Electronic health records are used in a  large number of research studies for patient benefit. All these studies rely on high-quality data; missing data can introduce bias and might result in inaccurate study outcomes which can lead to patient harm. If clinically-recorded data are not sufficiently complete, time-consuming retrospective data entry may be needed. For example, ongoing research projects on COVID-19 at UCLH are having to rely on retrospective manual data extraction for comorbidities and smoking status.

Clinical trials are vital for developing and evaluating new treatments, but many trials fail to recruit an adequate number of participants. Automated algorithms can help to detect patients eligible for certain trials, but only if the EHR contains high quality data. We believe that all patient groups will benefit, but sicker patients or those with more complex clinical histories may benefit more, as they may be at more risk of harm from clinical error due to missing information.
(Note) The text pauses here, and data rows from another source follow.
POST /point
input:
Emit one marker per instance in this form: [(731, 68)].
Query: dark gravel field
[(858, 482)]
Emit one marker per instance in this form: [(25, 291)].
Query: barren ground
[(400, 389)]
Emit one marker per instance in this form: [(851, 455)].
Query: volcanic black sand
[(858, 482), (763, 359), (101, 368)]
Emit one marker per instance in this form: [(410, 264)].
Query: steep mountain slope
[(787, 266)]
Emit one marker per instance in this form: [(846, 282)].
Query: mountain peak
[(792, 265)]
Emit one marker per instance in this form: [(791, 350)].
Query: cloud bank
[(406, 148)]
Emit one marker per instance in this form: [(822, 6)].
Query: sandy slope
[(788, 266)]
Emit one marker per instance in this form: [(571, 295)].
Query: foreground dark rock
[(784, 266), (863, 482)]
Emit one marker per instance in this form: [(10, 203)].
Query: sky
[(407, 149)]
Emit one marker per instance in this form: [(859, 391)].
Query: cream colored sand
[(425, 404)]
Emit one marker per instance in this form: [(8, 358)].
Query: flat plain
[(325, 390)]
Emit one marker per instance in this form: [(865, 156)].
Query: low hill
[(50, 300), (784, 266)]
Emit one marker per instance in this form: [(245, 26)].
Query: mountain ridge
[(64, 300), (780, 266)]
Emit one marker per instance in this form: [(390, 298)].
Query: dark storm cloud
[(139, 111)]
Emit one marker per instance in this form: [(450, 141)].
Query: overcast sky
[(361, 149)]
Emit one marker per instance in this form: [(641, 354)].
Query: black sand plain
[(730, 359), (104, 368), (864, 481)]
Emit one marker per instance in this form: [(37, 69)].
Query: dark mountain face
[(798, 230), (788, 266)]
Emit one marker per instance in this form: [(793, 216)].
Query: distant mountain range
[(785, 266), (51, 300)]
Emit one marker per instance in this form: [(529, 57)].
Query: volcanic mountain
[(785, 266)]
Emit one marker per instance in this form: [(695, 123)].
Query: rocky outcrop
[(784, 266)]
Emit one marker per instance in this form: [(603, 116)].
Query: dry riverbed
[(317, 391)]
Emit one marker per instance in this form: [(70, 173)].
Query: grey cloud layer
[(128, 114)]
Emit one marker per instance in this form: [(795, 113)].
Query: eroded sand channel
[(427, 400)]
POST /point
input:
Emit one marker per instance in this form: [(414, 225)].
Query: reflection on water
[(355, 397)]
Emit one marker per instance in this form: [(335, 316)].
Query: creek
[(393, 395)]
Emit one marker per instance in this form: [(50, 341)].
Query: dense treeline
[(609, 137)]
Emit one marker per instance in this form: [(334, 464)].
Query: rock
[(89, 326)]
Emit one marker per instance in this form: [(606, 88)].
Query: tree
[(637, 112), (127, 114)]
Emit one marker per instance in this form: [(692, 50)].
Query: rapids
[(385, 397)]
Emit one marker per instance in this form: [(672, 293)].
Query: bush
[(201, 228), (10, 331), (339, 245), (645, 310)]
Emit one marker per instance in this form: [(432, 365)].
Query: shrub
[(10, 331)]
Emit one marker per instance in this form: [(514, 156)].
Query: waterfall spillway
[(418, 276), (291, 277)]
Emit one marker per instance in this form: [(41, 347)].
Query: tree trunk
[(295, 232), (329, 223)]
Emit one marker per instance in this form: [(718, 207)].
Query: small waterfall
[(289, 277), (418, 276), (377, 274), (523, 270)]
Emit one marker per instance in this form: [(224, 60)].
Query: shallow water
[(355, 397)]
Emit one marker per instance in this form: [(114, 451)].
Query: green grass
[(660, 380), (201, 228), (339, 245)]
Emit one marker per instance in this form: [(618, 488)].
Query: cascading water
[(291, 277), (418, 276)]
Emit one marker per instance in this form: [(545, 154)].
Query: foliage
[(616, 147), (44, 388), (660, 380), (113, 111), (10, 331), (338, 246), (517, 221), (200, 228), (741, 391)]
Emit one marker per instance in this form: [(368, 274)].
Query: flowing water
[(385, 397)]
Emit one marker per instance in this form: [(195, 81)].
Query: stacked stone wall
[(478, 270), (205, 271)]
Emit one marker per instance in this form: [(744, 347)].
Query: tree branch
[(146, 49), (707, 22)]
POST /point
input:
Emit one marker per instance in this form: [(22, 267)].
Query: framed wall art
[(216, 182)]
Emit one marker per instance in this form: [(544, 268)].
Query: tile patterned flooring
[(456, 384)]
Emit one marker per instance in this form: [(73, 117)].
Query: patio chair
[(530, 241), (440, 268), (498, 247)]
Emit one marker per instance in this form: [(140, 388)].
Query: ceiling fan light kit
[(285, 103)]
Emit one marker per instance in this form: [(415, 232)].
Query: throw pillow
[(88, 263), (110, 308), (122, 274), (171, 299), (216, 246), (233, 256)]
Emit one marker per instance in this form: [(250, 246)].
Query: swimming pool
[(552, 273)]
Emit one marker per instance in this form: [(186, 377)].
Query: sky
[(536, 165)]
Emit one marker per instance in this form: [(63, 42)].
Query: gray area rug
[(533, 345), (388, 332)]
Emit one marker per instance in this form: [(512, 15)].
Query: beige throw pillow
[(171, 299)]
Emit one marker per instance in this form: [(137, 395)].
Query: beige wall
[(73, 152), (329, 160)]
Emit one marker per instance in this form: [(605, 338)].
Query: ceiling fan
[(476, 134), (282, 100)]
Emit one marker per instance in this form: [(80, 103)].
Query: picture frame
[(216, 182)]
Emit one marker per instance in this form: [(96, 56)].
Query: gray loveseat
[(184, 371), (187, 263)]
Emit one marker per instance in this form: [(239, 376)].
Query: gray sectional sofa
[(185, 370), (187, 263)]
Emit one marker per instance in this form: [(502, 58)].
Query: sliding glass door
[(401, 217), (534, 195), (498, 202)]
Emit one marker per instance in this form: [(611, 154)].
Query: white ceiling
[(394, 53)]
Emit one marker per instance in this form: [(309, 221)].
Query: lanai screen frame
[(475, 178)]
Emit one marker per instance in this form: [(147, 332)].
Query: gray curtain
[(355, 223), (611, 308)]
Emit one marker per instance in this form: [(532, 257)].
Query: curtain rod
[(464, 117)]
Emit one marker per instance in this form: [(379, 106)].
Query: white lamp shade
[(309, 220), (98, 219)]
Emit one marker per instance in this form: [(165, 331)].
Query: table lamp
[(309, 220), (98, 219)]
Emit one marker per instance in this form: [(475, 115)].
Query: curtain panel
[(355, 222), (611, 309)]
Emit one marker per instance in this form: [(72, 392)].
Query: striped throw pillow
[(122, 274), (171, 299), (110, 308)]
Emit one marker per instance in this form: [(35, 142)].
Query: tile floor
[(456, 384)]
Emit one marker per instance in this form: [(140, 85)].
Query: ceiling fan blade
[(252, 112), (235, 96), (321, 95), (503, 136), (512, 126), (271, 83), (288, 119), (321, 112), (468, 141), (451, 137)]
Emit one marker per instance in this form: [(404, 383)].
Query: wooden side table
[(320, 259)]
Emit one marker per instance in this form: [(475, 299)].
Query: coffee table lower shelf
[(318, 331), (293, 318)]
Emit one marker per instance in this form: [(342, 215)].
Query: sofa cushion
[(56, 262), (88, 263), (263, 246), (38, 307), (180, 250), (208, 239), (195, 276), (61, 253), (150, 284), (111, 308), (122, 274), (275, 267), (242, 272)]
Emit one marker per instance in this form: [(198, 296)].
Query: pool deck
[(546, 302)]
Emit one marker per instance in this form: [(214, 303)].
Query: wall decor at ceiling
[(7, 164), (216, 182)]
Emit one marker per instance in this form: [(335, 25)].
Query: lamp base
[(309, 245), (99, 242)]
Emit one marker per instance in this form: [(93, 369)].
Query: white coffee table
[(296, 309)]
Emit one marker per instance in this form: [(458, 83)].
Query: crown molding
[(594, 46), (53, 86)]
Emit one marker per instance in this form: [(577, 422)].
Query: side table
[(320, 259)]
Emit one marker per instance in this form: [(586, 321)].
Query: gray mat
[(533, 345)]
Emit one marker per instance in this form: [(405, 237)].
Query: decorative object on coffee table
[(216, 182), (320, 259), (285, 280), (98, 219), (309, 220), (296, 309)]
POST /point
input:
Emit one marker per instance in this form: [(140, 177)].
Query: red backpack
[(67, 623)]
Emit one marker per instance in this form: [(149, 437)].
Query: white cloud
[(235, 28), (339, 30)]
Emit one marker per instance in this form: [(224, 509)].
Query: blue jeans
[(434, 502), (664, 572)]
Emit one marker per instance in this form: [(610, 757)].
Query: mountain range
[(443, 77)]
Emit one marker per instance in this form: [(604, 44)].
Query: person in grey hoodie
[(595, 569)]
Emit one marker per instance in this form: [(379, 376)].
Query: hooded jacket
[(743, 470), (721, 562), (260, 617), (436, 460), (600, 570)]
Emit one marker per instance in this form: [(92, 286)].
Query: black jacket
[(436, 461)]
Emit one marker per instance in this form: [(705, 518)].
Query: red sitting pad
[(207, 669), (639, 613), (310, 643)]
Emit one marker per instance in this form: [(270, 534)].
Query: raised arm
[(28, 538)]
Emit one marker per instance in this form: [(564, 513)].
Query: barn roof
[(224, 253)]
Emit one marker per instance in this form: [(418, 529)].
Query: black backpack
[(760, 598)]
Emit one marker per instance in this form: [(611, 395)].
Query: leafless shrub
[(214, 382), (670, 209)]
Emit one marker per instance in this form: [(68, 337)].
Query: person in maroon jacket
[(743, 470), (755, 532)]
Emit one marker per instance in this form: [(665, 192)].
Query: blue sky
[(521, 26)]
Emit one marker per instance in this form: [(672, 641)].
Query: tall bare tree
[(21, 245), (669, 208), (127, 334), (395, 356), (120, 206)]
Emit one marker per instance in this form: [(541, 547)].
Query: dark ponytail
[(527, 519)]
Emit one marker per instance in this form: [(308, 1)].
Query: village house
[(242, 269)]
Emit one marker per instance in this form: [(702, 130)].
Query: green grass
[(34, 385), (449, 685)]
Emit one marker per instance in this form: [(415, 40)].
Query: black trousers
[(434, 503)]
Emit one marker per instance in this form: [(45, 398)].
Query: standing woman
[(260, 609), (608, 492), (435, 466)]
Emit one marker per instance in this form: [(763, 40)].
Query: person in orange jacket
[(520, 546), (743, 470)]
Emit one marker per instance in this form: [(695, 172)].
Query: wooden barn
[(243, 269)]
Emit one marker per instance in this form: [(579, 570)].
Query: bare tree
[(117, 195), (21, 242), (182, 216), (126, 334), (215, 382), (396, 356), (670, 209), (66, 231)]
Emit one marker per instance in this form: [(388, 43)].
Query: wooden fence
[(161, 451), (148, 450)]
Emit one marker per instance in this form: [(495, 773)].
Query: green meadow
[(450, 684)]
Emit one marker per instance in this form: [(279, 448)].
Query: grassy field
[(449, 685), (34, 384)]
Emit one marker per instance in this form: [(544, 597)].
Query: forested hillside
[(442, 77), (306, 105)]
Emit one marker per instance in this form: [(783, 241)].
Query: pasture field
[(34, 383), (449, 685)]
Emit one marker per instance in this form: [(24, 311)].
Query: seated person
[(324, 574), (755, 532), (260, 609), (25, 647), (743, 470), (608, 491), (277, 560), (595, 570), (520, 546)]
Benefits to the NHS and the wider population

MiADE will make it easier to use data for purposes beyond individual care. Although existing NLP approaches are being applied to health record databases, data needs to be validated before they are used for decisions that may impact patients. Our approach enables immediate validation, and the data can be used for operational research, service planning, audit, safety monitoring, and clinical coding in near real-time. Potential benefits include better care derived from better research, a reduction in resources needed for clinical coding, and a more equitable allocation of resources.

We have estimated potential improvement in structured data entry from an audit of a recent data enhancement project, which found that during the COVID-19 pandemic, only two-thirds of diagnoses for patients admitted to UCLH were recorded in a structured way. Although the commercial sector is also interested in NLP solutions for healthcare, our publicly-funded NHS-led approach will ensure that all the intellectual property derived from this work, such as the NLP models (developed using thousands of NHS patient records) remains within the NHS, and can benefit all future NHS patients. We will make the application code open source, and trained NLP models will be available for sharing with other NHS sites under appropriate data governance arrangements.

Throughout this project, we are committed to maintaining the highest standards of data security in order to protect patient confidentiality.